“嗯。”聂虎走到白板前,拿起笔,将之前写的“贷款申请”划掉,在旁边写下“审批通过(有条件)”,然后开始逐条写下王经理传达的要求:“第一,分批次放款。首笔100万,用于支付厂房租赁装修定金和部分设备预付款。后续100万,要看我们项目进展和经营指标,比如拿到GMP符合性证明,或者月销售额达到某个目标。”
“第二,资金严格监管,专户专用。每笔大额支出,都需要提前报备,提供合同发票,银行审核后才能划款。”
“第三,贷款利率在基准利率基础上上浮了不少,具体点数要等合同。”
“第四,除了叶叔叔的担保,我和清璇,可能还需要签个人无限连带责任担保。”他看了一眼叶清璇,后者毫不犹豫地点头。

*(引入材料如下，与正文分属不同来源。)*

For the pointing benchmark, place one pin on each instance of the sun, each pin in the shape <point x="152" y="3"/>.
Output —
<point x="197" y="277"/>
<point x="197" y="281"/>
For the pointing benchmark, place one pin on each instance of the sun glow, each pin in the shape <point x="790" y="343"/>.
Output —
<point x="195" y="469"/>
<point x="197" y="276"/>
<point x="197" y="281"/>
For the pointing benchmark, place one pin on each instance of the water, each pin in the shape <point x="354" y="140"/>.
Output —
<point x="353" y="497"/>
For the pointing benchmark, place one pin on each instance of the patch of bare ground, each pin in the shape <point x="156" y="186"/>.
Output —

“第五,那件玉璧,抵押手续要完备,保险要买,存放要符合银行要求。”
每写一条,室内的气氛就凝重一分。这不是一笔可以随意使用的“活水”,而是戴着重重镣铐的“血液”,每一滴的使用,都要在银行的注视和规则下进行。
“还有,”聂虎写完,转过身,看着伙伴们,“银行会要求我们定期(可能是每月)报送经营数据、资金使用情况、项目进度报告。他们有权随时了解情况,甚至现场检查。”
条件确实苛刻,几乎是将“愈灵”未来的每一步,都置于放大镜下审视。但,这毕竟是钱,是救命钱,是让他们能够启动那个至关重要的“扩厂计划”、夺回生产自主权的启动资金。
“有总比没有强!”柱子第一个表态,瓮声瓮气,“规矩多就多,咱们按规矩来!能把事儿办成就行!”